"""Sliced Wasserstein distance between persistence diagrams (numpy, non-differentiable).
This is the plain-numpy counterpart of ``oineus.diff.sliced_wasserstein_distance``.
The sliced Wasserstein distance approximates the Wasserstein distance by
averaging one-dimensional optimal-transport costs of the diagrams projected
onto random directions on the half-circle, with each finite point augmented by
the diagonal projection of the points of the opposite diagram.

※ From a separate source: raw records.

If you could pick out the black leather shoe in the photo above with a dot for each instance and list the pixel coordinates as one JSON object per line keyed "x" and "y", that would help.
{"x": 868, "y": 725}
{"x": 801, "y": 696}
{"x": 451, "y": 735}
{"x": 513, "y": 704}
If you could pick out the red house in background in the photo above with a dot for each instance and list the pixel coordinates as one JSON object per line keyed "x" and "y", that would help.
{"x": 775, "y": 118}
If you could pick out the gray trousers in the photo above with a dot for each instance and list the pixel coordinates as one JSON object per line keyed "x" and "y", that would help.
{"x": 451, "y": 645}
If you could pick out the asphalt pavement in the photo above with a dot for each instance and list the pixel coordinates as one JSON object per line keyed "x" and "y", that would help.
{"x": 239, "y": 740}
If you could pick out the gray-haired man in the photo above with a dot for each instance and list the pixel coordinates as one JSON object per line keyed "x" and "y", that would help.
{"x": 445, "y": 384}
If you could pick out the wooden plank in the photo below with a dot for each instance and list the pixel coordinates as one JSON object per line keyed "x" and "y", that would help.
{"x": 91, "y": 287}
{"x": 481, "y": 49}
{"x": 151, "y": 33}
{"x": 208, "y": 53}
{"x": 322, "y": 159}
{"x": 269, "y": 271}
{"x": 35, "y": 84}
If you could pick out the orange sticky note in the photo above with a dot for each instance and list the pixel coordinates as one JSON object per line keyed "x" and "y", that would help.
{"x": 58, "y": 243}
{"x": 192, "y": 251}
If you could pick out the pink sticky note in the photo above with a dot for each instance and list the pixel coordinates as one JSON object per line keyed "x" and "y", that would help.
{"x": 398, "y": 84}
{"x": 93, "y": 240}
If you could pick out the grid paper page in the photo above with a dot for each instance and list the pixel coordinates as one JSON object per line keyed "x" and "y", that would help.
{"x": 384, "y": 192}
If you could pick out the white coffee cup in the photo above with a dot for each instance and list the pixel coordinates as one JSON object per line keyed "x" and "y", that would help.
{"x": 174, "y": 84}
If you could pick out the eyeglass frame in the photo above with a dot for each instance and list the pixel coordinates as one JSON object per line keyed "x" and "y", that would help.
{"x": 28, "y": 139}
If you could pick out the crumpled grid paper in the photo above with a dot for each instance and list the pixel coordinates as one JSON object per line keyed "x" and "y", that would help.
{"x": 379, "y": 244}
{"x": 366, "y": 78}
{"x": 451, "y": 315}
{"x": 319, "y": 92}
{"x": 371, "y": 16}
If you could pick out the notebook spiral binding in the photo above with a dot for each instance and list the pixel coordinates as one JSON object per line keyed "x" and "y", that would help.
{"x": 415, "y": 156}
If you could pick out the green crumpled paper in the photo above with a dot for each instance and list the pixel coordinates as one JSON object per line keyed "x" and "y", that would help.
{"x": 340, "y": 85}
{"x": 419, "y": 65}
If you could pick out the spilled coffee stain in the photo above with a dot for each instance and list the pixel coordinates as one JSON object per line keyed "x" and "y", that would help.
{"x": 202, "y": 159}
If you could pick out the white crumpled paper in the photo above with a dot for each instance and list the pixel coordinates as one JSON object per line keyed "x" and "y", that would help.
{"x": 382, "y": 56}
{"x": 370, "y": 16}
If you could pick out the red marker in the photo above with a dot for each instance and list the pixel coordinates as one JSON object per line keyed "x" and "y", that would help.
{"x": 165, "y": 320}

Hera (the C++ backend behind ``oineus.wasserstein_distance``) has no sliced
variant, so this fills that gap for users who want a fast surrogate metric
without pulling in torch.
Inputs are single-dimension diagrams in the same forms accepted by
``oineus.wasserstein_distance`` (an ``(n, 2)`` numpy array or a
``list[DiagramPoint]``); pass ``dgm.in_dimension(d)`` to extract one dimension
from a multi-dimensional ``oineus.Diagrams`` object.
"""
import operator
import numpy as np
_ESSENTIAL_NAMES = ("(finite, +inf)", "(finite, -inf)", "(+inf, finite)", "(-inf, finite)")
def _coerce_pair(dgm_1, dgm_2):
# Reuse the package-level coercion (rejects multi-dim Diagrams, accepts
# numpy arrays and lists of DiagramPoint). Imported lazily to avoid an
# import cycle with the package __init__.
from . import _prepare_distance_args
a, b = _prepare_distance_args(dgm_1, dgm_2)
return np.asarray(a, dtype=np.float64).reshape(-1, 2), np.asarray(b, dtype=np.float64).reshape(-1, 2)
def _project_to_diagonal(points):
if points.shape[0] == 0:
return points
t = (points[:, 0] + points[:, 1]) / 2.0
return np.stack([t, t], axis=1)
def _split_finite_essential(dgm):
"""Split a diagram into finite points and the finite coordinates of the four
essential families. Points with both coordinates infinite are discarded."""
empty = np.empty((0,), dtype=np.float64)
if dgm.shape[0] == 0:
return np.zeros((0, 2), dtype=np.float64), (empty, empty, empty, empty)
births, deaths = dgm[:, 0], dgm[:, 1]
is_finite = np.isfinite(births) & np.isfinite(deaths)
finite = dgm[is_finite]
both_inf = (~np.isfinite(births)) & (~np.isfinite(deaths))
is_ess = (~is_finite) & (~both_inf)
ess = dgm[is_ess]
if ess.shape[0] == 0:
return finite, (empty, empty, empty, empty)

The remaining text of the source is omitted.